The text of the Staff’s comment has been included in this letter for your convenience. For your convenience, we have also set forth the Company’s response immediately below the comment.
The Company has revised the Registration Statement in response to the Staff’s comment in the above-referenced letter. The Company is concurrently filing an amendment to the Registration Statement with this letter.

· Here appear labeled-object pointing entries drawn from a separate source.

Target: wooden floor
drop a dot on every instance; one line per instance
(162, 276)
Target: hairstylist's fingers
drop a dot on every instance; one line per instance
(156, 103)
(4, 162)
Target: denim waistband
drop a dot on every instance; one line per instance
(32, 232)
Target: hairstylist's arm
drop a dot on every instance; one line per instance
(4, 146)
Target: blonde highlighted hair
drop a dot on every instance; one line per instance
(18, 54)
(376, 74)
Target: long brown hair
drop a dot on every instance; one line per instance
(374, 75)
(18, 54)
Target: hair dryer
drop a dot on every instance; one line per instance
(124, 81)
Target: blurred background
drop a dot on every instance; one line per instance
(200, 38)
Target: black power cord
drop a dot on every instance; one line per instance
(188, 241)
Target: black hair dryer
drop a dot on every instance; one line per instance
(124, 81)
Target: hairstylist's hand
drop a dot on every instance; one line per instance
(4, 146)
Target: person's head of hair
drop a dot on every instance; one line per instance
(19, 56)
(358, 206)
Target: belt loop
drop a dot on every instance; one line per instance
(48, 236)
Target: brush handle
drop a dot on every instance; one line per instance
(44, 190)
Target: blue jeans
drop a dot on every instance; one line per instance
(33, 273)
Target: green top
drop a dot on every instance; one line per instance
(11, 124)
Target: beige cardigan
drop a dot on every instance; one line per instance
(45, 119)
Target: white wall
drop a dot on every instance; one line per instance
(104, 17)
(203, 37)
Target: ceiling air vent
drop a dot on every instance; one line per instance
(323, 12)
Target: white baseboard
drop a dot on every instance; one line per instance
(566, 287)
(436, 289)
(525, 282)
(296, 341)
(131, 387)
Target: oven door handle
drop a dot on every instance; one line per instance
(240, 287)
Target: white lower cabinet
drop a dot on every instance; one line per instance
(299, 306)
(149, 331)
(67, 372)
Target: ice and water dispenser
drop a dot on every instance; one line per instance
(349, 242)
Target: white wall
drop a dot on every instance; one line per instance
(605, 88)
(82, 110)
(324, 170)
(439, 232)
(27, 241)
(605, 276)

U.S. Securities and Exchange Commission
September 18, 2020
Page 2
Amendment No. 1 to Registration Statement on Form S-1
Exhibit 4.4 Warrant Agreement, page i
1. | Staff’s Comment. We note that the form of warrant agreement filed as Exhibit 4.4 provides that the company agrees that any action, proceeding or claim against it arising out of or relating in any way to the agreement shall be brought and enforced in the courts of the State of New York or the United States District Court for the Southern District of New York, and irrevocably submits to such jurisdiction, “which jurisdiction shall be exclusive.” If this provision requires investors in this offering to bring any such action, proceeding or claim in the courts of the State of New York or the United States District Court for the Southern District of New York, please disclose such provision in your registration statement, and disclose whether this provision applies to actions arising under the Securities Act or Exchange Act. If the provision applies to actions arising under the Securities Act or Exchange Act, please also add related risk factor disclosure. If this provision does not apply to actions arising under the Securities Act or Exchange Act, please also ensure that the provision in the warrant agreement states this clearly. |
Response: Section 9.3 of the warrant agreement has been revised to clarify that this provision does not apply to claims under the Exchange Act or any other claims for which federal district courts are the sole and exclusive jurisdiction, and the revised warrant agreement has been refiled. This provision has been disclosed in the Registration Statement on pages 54, 55 and 132 of the prospectus.
* * *
U.S. Securities and Exchange Commission
September 18, 2020
Page 3
Please contact me at (650) 470-4540 should you require further information.
Very truly yours, | |
/s/ Gregg Noel |
Via E-mail:
cc: | Aspirational Consumer Lifestyle Corp. |
Ravi Thakran
cc: | Skadden, Arps, Slate, Meagher & Flom LLP |
Howard L. Ellin, Esq.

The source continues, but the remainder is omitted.